Back in December 2006, several workers with Nissan’s $3.5
billion, 6,500-employee plant in Smyrna, Tenn., traveled to Mississippi to warn
their colleagues at Nissan’s plant in Canton about the company’s attitude
toward health and safety issues.
“I had a line inspection job, crawling in and out of
trucks,” 59-year-old Gail Corley of Manchester, Tenn., told them. “The many
injuries I had were knee injuries, and they sent me to the hospital, sewed me
up, and sent me back” until finally “they put me out.”
With tears in her eyes, Corley said she’d once considered
her Nissan job “a dream come true.” She was then anti-union and thrilled to be
part of the Nissan “family.” A union supporter by 2006, she recalled the grin
on the face of a fellow Nissan employee who was tight with management as she
prepared to leave the company. “You’re 50,” he told her. “You can get a job and
be a greeting lady at Walmart.”
Apparently not much has changed at the Smyrna plant. A
recent survey by the Concerned Students for a Better Nissan (CSBN) organization indicated deep dissatisfaction with the company’s handling of worker health
issues.
Of 99 workers surveyed, 26 of whom were interviewed in
depth, one-third said they avoid reporting on-the-job injuries out of fear of
punishment from managers and supervisors. Half of them said Nissan contests
injuries that workers claim are job-related. “The first thing they want to know
is what are your hobbies,” a 26-year veteran Nissan worker told the surveyors.
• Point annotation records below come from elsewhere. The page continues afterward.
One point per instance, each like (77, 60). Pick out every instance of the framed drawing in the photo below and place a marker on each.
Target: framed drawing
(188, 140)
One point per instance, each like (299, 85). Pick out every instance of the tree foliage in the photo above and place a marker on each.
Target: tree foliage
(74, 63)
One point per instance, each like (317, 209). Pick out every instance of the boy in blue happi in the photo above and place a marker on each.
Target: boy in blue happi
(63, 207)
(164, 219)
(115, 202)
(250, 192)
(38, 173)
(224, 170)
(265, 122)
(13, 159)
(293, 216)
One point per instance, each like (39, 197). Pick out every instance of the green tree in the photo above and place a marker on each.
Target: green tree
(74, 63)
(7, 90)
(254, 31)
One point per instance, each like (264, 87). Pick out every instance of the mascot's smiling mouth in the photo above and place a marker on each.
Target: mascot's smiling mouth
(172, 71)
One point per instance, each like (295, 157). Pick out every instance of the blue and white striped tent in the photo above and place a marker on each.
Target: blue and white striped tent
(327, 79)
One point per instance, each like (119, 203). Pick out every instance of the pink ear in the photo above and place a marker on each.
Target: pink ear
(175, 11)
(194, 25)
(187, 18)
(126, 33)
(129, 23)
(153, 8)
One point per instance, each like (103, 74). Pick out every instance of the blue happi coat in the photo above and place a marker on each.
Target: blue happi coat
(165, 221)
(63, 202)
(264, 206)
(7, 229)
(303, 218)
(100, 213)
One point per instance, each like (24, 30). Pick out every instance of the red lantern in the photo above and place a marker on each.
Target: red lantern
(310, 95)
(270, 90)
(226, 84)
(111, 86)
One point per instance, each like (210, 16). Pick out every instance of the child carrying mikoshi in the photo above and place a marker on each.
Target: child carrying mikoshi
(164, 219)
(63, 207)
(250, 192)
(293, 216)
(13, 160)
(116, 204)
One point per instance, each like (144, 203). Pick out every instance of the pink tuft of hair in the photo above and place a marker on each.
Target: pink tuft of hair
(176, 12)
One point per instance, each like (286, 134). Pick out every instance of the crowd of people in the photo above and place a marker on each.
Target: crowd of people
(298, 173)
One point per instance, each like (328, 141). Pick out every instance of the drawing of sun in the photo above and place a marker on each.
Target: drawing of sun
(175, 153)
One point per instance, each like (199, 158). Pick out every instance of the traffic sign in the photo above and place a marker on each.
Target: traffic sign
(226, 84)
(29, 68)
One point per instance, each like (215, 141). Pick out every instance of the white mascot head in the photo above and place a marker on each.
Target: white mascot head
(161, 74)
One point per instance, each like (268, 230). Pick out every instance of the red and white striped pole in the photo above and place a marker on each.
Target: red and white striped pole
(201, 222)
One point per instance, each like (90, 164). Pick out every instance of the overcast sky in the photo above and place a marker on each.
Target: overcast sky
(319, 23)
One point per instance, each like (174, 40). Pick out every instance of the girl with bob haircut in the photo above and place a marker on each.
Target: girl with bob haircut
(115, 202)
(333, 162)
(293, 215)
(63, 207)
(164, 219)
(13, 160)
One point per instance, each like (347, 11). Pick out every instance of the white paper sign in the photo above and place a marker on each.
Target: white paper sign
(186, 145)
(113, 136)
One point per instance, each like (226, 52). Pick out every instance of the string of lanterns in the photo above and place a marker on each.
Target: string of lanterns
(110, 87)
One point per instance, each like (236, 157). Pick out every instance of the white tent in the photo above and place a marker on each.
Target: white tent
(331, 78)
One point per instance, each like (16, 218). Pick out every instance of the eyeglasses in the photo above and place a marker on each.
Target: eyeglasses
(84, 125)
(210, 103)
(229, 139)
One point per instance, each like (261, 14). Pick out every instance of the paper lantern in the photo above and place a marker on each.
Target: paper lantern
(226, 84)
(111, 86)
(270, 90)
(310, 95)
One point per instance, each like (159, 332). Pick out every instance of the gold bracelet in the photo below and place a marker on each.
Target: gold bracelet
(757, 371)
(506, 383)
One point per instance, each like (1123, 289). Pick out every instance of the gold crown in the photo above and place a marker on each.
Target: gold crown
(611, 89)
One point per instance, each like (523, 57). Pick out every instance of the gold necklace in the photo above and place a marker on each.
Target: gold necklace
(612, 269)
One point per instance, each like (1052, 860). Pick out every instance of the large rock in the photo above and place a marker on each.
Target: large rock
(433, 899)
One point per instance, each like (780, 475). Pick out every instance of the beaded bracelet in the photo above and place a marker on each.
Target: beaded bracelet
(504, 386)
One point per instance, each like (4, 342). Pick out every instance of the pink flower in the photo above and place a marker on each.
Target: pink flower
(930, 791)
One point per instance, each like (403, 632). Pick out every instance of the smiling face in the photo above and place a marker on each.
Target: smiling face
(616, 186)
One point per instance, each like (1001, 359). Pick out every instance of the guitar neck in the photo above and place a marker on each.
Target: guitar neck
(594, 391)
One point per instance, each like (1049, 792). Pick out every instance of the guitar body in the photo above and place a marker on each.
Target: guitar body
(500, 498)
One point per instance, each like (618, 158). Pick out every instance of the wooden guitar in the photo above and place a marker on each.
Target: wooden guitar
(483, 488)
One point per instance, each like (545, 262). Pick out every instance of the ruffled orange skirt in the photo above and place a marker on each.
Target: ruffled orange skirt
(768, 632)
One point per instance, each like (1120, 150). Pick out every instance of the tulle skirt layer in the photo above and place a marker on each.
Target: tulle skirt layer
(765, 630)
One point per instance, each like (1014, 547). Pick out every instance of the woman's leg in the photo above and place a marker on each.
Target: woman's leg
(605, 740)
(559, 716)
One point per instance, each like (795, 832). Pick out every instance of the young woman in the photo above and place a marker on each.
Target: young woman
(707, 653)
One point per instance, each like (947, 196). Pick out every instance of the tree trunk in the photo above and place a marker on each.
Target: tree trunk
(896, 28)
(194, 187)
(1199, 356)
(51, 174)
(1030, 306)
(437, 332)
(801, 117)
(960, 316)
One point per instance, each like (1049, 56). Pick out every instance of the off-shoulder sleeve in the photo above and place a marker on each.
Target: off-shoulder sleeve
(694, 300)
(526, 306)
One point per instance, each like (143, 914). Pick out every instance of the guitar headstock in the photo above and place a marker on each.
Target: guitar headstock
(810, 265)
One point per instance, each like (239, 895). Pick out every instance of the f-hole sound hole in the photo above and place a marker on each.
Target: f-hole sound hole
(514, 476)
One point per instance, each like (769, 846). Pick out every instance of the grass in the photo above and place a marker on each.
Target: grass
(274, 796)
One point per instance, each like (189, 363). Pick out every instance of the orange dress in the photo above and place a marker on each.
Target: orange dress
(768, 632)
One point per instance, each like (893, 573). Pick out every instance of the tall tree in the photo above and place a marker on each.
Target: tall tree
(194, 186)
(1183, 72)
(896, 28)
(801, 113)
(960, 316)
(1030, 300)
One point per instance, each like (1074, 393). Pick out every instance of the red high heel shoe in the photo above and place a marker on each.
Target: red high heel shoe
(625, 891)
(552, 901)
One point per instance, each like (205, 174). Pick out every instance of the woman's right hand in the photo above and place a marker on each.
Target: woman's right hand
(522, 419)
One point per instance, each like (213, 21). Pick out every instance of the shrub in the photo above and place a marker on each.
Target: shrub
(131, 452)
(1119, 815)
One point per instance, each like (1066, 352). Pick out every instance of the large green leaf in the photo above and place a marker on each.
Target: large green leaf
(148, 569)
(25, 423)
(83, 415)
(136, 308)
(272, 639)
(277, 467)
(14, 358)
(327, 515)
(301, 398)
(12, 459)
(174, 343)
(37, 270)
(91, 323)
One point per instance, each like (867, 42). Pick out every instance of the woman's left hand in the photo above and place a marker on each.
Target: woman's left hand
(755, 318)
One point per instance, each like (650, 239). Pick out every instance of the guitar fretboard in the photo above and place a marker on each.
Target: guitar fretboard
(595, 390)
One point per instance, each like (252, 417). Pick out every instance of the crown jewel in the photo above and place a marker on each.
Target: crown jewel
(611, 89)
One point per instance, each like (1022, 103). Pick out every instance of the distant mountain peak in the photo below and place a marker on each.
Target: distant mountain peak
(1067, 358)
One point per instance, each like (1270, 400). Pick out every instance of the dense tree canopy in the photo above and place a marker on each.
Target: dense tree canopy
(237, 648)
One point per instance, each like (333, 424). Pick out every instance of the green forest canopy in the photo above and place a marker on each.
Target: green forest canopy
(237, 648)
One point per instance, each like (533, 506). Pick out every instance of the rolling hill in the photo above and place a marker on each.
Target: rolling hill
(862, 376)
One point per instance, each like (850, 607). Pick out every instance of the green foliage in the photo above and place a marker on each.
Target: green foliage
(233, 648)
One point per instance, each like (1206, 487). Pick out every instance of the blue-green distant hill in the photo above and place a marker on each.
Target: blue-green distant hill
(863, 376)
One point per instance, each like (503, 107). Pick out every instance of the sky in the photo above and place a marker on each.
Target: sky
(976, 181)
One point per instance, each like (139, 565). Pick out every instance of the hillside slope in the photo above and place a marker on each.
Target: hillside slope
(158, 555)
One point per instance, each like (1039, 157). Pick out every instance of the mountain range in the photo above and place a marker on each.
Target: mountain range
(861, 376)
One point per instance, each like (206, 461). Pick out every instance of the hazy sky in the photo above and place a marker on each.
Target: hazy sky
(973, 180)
“If you have a hobby, that is where the injury happened.”
Nissan’s “Kaizen” model at the workplace supposedly
encourages worker feedback to help the company attain “continuous improvement”
on the assembly line. The survey showed that “speed of production is valued
over employee health, safety, and well-being.”
When I called Nissan officials back in 2006 for their
response to complaints by Corley and other workers, company spokeswoman Vicki
Smith had this to say: “We provide competitive wages and benefits along with a
comprehensive shop-floor safety program. We have good employee relations at all
our plants. Our policies, procedures, and programs are applied fairly to all.”
Gail Corley and many of the workers today at the Smyrna
plant would beg to differ. Most of the workers surveyed by CSBN said they have
been involved in a “near miss incident at work,” yet only half of them reported
the incidents because of their distrust and fear of management. When workers do
make recommendations, they said, the company does nothing to make substantive
changes to fix problems.
“I avoid medical at all costs,” a 28-year veteran
maintenance worker at the Smyrna plant told surveyors, “because the blame
always gets laid at the feet of the worker. A trip to medical can result in
termination or a write-up.”
The United Auto Workers, which was rejected by Smyrna
workers in a past election amid strong company opposition and which is involved
in an ongoing unionization campaign today at the Nissan plant in Canton,
recently released the survey results. In the report, CSBN said the company “is
setting a bleak precedent for future workers” and that “Kaizen and unionization
can co-exist and thrive.”
CSBN recommended that “Nissan Smyrna consider a
labor-management relationship based on mutual respect and cooperation, joint
responsibility and shared problem-solving. That starts with workers having a
true voice in their workplace through forming a union.”